Period novels have their own "feel" and "texture". There's almost a naive quality to them. John Alexander Graham wrote this story in the early 1970s, during the height of opposition against the Viet Nam War, the Watergate break-in, Munich, and the beginning of the end of the Reserve Clause in baseball. I look at this period in U.S. history as the end of America's innocence. Reality had arrived in the guise of economic downturn, military failure, and political corruption. In many ways Snowstorm is similar to other novels of the period (like Love Story, in its sentimentality and innocence and Watership Down, in its attempt at social commentary).
Graham's Snowstorm characterizes the end of naiveté. In the story, a successful businessman, Slezak, forms a baseball team for the pure love of the game. Slezak totes around a souvenir paperweight – a snow globe with the figure of the Bambino taking a home run swing – as a reminder of how pure and wonderful the game is to him. It’s no matter that he knows little of the rules or what is required to field a team; his aim is the original “build it and they will come” model. His Wichita Wraith will not be based in Wichita, but in a Boston suburb. The fans will not care what they are called, or where they play – they will simply come to watch, like him, because they love the game.
His players, epitomized by the team's catcher Petashne, are also not professionals. Very few of them, in fact, have any experience and their only qualification is their love of the game and belief they can play. Their innocence is characterized by their individuality; when sent to purchase their uniforms each picks out an outfit that may or may not be an actual baseball uniform, but include garish features (such as buttons, or holes, or multiple colors) that each player admires. But when they get on the field, there is magic. Their passion for baseball elevates their skill level, and they start to win.
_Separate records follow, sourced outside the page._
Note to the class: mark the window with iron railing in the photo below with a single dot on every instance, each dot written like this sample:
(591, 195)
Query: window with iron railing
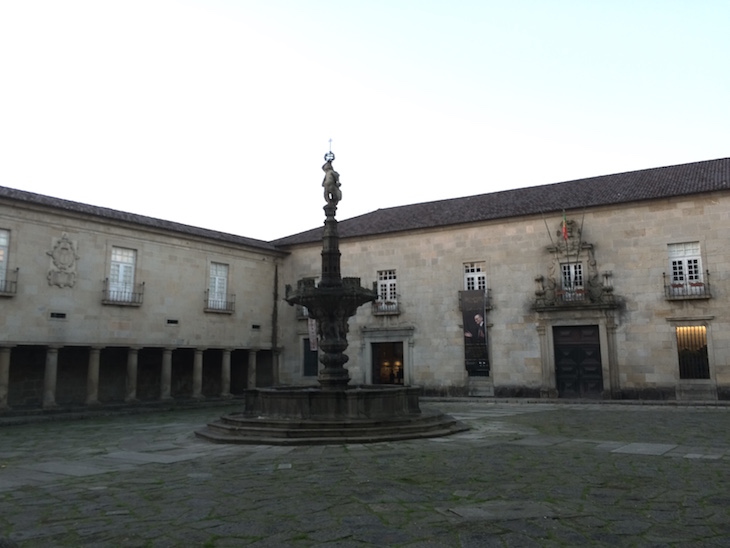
(686, 279)
(572, 288)
(387, 290)
(217, 298)
(127, 295)
(5, 287)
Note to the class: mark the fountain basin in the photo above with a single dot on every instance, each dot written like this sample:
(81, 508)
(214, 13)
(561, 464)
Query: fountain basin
(305, 415)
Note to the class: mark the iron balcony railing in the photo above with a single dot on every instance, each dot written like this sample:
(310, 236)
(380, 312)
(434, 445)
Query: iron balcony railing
(225, 304)
(385, 307)
(9, 284)
(676, 290)
(123, 295)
The story is a metaphor for the changes affecting America during the 60s and 70s. The team is so successful that it makes the jump to the Major Leagues. But like America’s confidence in itself (such as a supreme belief in right versus wrong in Southeast Asia), it is only a matter of time before the team is overcome by the weight of its own success. The increased media attention, bureaucracy, and capitalism take their toll on the players and the game they love. In a meaningful moment toward the end, we see Petashne pick up the snow globe and observe that with all the snow circling about, it’s hard to see the figure of Babe Ruth. (“What in the world is he doing playing ball in the middle of a blizzard?”)And like the demonstrations against an unpopular war, tension finally erupts in a melee between fans, the players, and management.
I enjoyed Babe Ruth Caught in a Snowstorm, particularly when I got past the over-simplistic mindsets of the various characters and was able to read the story as the metaphor it is. This is not a piece of realism, nor a work of fantasy; Snowstorm is a work of social commentary and a tale of lost innocence. With a good bit of baseball thrown in.